AI forskning vid v{rmeteknik
]bo Akademi

aam9n@helga0.acc.Virginia.EDU (Ali Ahmad Minai) (01/08/91)

In article <7165.27885d62@abo.fi> vt_ai@abo.fi writes:
>When do 2, 3, 4 or more hidden layers in feed-forward neural networks work
>better than just one hidden layer ? Has anyone been using 5 or more hidden
>layers ? Most people seem to contented with one. Thanks for any responses.

Fewer layers are used mainly for three reasons.

1: One layer is usually enough (it is certainly enough in theory).
2: Sinle hidden-layer nets are easier to "decode" to see what is going
   on, figure out the induced model etc.
3: Back-propagated error values become increasingly less reliable as
   the number of layers increases. Trying to train very deep networks
   with back-propagation is almost impossible (though ways to improve
   this have been suggested).

Still, people do occasionally use 2, 3 even 4 hidden layers.

As for why more layers work "better", they often don't. But when they
do, it is because of the greater potential "complexity" available.
Think of each neuron in layer k as forming a distorted linear
superposition of the outputs from the previous layer. If the neurons
in the net have monotonic activation functions, as they usually do,
an output layer neuron in a single hidden-layer net requires about 2n
hidden neurons to compose a function with n modes (peaks). However,
if there are two hidden layers of n and 2 neurons respectively, the
2 hidden neurons of hidden layer 2 can each put together a function
with 0.5n peaks (or thereabouts), and the output neuron can combine
these two functions monotonically and still produce n peaks. The
second network thus needs only n+2 hidden neurons instead of 2n. Of
course, this analysis is extremely simplistic. Once you get into
high-dimensional situations, and depending on the function being
approximated, almost any situation can arise. Also, nore hidden layers
can often exact in computational cost what they give in terms of
economy of neurons.

Ali Minai

esrmm@warwick.ac.uk (Denis Anthony) (01/08/91)

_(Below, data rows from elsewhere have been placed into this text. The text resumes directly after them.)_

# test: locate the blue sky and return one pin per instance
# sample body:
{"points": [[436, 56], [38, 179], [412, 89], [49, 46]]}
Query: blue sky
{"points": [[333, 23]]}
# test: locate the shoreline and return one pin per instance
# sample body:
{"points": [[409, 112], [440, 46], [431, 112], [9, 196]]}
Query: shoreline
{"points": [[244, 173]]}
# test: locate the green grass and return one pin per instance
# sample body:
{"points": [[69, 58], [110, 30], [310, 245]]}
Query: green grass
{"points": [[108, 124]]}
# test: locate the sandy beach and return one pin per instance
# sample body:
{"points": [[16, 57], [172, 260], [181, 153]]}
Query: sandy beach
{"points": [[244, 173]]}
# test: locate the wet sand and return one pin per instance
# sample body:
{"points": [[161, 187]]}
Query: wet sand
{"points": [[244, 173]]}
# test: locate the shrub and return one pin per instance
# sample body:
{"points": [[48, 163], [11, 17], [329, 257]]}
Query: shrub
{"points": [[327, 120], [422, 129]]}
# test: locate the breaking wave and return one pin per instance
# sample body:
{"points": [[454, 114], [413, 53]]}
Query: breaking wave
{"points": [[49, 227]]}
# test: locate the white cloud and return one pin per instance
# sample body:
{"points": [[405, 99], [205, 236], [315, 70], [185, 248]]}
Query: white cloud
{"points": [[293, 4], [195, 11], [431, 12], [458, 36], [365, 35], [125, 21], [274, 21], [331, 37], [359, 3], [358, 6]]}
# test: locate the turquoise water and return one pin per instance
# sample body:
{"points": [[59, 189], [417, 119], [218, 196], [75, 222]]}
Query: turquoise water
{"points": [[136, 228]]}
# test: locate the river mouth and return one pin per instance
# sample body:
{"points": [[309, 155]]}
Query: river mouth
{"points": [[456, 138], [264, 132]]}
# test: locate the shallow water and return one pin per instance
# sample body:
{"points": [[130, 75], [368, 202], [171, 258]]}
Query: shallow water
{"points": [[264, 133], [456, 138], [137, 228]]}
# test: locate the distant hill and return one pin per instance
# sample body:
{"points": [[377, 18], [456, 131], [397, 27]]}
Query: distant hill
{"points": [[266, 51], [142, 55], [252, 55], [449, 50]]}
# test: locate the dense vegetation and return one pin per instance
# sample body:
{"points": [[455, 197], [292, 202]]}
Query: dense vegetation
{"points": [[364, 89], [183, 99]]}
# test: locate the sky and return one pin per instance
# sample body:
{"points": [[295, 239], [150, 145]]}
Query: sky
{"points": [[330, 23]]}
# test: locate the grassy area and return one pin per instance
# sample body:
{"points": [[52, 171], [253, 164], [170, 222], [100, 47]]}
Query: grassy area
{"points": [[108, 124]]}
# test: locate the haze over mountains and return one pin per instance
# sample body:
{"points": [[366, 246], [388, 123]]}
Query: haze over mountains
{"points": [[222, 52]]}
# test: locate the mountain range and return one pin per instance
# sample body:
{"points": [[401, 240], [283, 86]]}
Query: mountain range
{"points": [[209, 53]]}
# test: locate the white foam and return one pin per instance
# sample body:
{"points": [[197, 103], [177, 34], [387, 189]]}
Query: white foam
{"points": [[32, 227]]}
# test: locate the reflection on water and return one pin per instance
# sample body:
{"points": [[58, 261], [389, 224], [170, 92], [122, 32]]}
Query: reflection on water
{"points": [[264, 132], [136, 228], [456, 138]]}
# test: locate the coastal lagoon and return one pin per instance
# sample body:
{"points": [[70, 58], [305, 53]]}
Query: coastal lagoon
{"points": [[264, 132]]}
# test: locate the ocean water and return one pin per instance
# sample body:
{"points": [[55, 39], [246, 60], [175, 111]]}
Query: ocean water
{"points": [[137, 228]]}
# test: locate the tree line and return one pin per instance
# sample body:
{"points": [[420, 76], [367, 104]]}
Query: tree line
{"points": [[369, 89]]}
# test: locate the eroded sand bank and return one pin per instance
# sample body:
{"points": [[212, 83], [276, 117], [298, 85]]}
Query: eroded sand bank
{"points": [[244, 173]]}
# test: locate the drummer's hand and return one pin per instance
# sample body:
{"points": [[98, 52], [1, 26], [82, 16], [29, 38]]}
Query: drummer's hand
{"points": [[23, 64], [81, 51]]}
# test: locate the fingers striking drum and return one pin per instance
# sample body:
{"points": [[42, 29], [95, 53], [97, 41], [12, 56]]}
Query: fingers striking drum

In article <1991Jan7.202202.12266@murdoch.acc.Virginia.EDU> aam9n@helga0.acc.Virginia.EDU (Ali Ahmad Minai) writes:
>In article <7165.27885d62@abo.fi> vt_ai@abo.fi writes:
>
>As for why more layers work "better", they often don't. But when they
>do, it is because of the greater potential "complexity" available.
>Think of each neuron in layer k as forming a distorted linear
>superposition of the outputs from the previous layer. If the neurons
>in the net have monotonic activation functions, as they usually do,
>an output layer neuron in a single hidden-layer net requires about 2n
>hidden neurons to compose a function with n modes (peaks).

Why 2n ? Is this emprical, or based on maths ? Or is it obvious,
ie. 2n to form n peaks and n troughs. Apologies if I am being
a bit dim.

Denis

tylerh@nntp-server.caltech.edu (Tyler R. Holcomb) (01/09/91)

esrmm@warwick.ac.uk (Denis Anthony) writes:

>In article <1991Jan7.202202.12266@murdoch.acc.Virginia.EDU> aam9n@helga0.acc.Virginia.EDU (Ali Ahmad Minai) writes:
>>In article <7165.27885d62@abo.fi> vt_ai@abo.fi writes:
>>

...

>>an output layer neuron in a single hidden-layer net requires about 2n
>>hidden neurons to compose a function with n modes (peaks).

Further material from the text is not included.